As for “I oppose any debates on policy that come on the backs of our armed forces”, it’s a little late for that. Bush has been using the backs of our troops to foist this war on us from its inception. It’s taboo to say it but their deaths have been in vain. I just don’t get the allure of “They died bravely in a stupid war.” If we honor our troops, we should not dump them in and leave them in quagmires. We should be getting them out of Iraq. Joe Sestak voted to keep them in this mess, a mess they have been mired in for more than 4 years. If it isn’t time to say enough is enough now, when will it be? Sometime next century?

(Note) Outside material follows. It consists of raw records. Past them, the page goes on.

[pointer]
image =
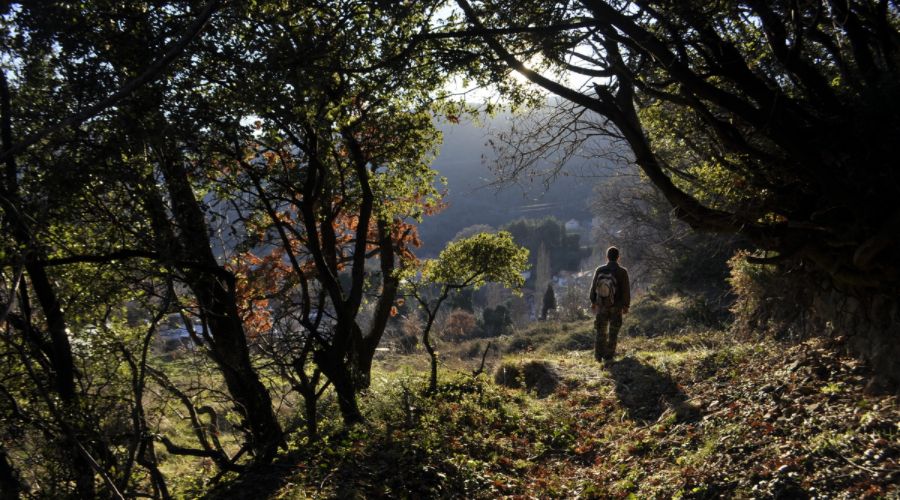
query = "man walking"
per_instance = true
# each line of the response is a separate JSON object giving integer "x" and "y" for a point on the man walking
{"x": 610, "y": 299}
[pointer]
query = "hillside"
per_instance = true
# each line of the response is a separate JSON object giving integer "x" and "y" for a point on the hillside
{"x": 691, "y": 415}
{"x": 465, "y": 160}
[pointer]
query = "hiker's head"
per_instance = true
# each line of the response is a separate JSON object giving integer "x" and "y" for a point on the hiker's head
{"x": 612, "y": 253}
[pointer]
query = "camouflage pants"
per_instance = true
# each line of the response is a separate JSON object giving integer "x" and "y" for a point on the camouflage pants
{"x": 607, "y": 325}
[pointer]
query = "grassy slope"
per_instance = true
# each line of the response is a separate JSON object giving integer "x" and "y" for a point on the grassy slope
{"x": 692, "y": 415}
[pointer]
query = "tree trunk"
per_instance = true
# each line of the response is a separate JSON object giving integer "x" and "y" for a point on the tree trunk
{"x": 337, "y": 371}
{"x": 365, "y": 346}
{"x": 310, "y": 406}
{"x": 63, "y": 366}
{"x": 10, "y": 486}
{"x": 215, "y": 294}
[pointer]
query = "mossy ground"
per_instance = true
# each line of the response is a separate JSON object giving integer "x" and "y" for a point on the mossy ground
{"x": 694, "y": 415}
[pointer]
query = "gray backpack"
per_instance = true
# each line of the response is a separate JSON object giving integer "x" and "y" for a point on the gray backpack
{"x": 605, "y": 289}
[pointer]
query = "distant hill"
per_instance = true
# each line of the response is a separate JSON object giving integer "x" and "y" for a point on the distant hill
{"x": 466, "y": 159}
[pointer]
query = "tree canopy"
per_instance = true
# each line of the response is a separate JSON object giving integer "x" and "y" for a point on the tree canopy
{"x": 772, "y": 120}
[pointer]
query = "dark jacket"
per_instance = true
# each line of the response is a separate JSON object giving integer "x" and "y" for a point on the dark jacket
{"x": 623, "y": 287}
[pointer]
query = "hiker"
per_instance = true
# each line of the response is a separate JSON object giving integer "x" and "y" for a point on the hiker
{"x": 549, "y": 302}
{"x": 610, "y": 299}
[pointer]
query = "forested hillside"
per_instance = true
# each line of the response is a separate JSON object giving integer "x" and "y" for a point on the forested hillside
{"x": 230, "y": 267}
{"x": 476, "y": 196}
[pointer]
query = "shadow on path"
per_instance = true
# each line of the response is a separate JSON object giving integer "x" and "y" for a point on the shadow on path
{"x": 646, "y": 392}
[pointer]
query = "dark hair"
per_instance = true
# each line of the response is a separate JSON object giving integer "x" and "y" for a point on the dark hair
{"x": 612, "y": 253}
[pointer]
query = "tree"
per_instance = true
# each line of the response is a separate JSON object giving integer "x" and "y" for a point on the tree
{"x": 549, "y": 302}
{"x": 469, "y": 262}
{"x": 542, "y": 273}
{"x": 337, "y": 172}
{"x": 770, "y": 120}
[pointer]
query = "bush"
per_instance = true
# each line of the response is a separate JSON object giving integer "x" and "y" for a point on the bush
{"x": 769, "y": 299}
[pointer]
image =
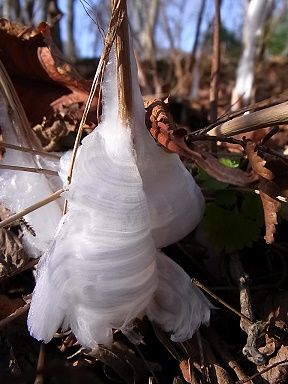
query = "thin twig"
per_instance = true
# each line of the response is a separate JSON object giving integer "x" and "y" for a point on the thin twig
{"x": 116, "y": 19}
{"x": 215, "y": 65}
{"x": 19, "y": 311}
{"x": 260, "y": 106}
{"x": 28, "y": 169}
{"x": 32, "y": 208}
{"x": 200, "y": 285}
{"x": 268, "y": 117}
{"x": 263, "y": 371}
{"x": 40, "y": 365}
{"x": 29, "y": 265}
{"x": 29, "y": 150}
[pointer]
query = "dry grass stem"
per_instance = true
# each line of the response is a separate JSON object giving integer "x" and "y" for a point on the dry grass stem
{"x": 217, "y": 298}
{"x": 29, "y": 150}
{"x": 116, "y": 19}
{"x": 32, "y": 208}
{"x": 19, "y": 311}
{"x": 40, "y": 365}
{"x": 28, "y": 169}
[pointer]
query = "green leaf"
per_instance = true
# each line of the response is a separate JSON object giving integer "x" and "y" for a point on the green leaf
{"x": 226, "y": 198}
{"x": 232, "y": 226}
{"x": 209, "y": 182}
{"x": 228, "y": 162}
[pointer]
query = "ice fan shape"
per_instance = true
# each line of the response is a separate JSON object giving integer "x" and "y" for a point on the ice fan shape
{"x": 19, "y": 190}
{"x": 127, "y": 199}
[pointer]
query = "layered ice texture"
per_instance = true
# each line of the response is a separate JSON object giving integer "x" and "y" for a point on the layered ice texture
{"x": 128, "y": 198}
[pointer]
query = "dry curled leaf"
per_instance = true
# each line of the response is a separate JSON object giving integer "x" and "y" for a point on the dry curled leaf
{"x": 122, "y": 360}
{"x": 268, "y": 189}
{"x": 46, "y": 84}
{"x": 210, "y": 368}
{"x": 274, "y": 309}
{"x": 12, "y": 255}
{"x": 164, "y": 131}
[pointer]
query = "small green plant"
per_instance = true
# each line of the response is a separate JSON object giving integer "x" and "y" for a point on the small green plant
{"x": 234, "y": 219}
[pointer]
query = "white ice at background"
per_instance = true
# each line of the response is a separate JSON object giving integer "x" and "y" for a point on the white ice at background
{"x": 255, "y": 17}
{"x": 19, "y": 190}
{"x": 104, "y": 268}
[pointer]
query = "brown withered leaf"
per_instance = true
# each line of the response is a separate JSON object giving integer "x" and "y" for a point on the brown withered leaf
{"x": 210, "y": 369}
{"x": 12, "y": 255}
{"x": 164, "y": 131}
{"x": 268, "y": 189}
{"x": 274, "y": 309}
{"x": 124, "y": 361}
{"x": 44, "y": 81}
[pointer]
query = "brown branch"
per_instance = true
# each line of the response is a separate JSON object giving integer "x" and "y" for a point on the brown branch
{"x": 259, "y": 106}
{"x": 28, "y": 169}
{"x": 263, "y": 371}
{"x": 268, "y": 117}
{"x": 124, "y": 77}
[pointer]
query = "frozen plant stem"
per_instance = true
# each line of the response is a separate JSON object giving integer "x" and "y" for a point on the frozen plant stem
{"x": 116, "y": 19}
{"x": 29, "y": 150}
{"x": 123, "y": 65}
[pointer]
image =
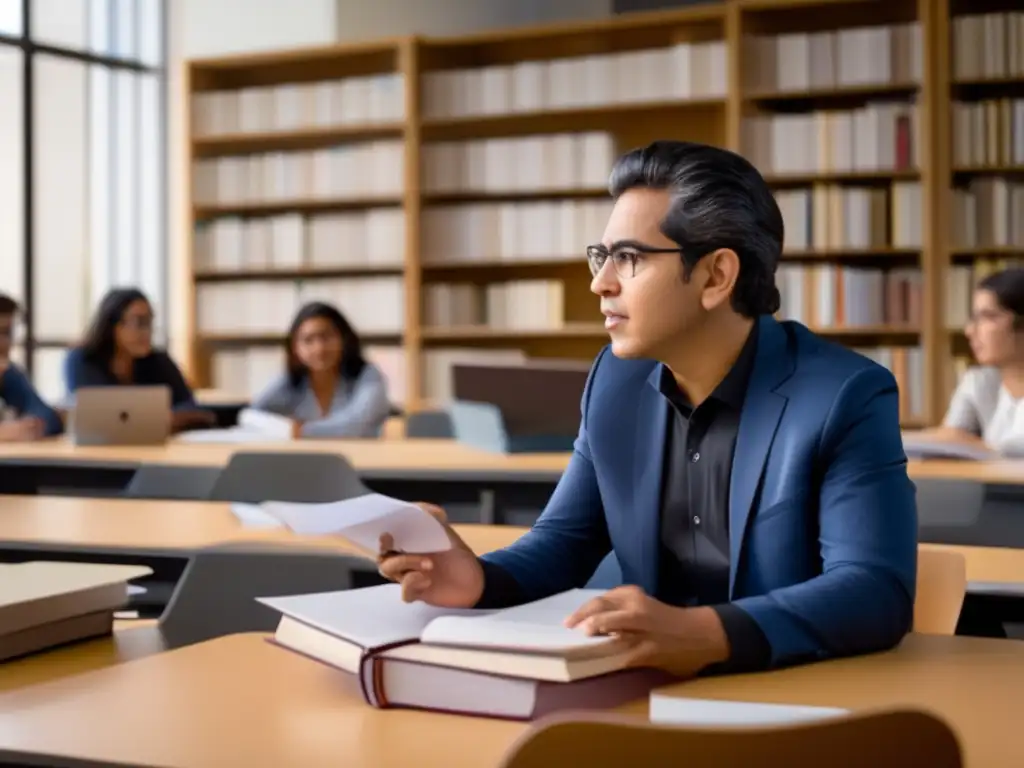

and the commenter up higher is right–Bush is holding our soldiers hostage and you’re letting him do it.
Praedor Atrebates @ 68
Hear! Hear!
Congressman:
One of the United States greatest assets in international affairs–moral standing–has been destroyed by this administration’s use of torture and denial of habeas corpus.
Do you agree or disagree with that statement, and if you agree, how would you propose to restore that asset?
pow wow @ 74
Should have said “some” of the people.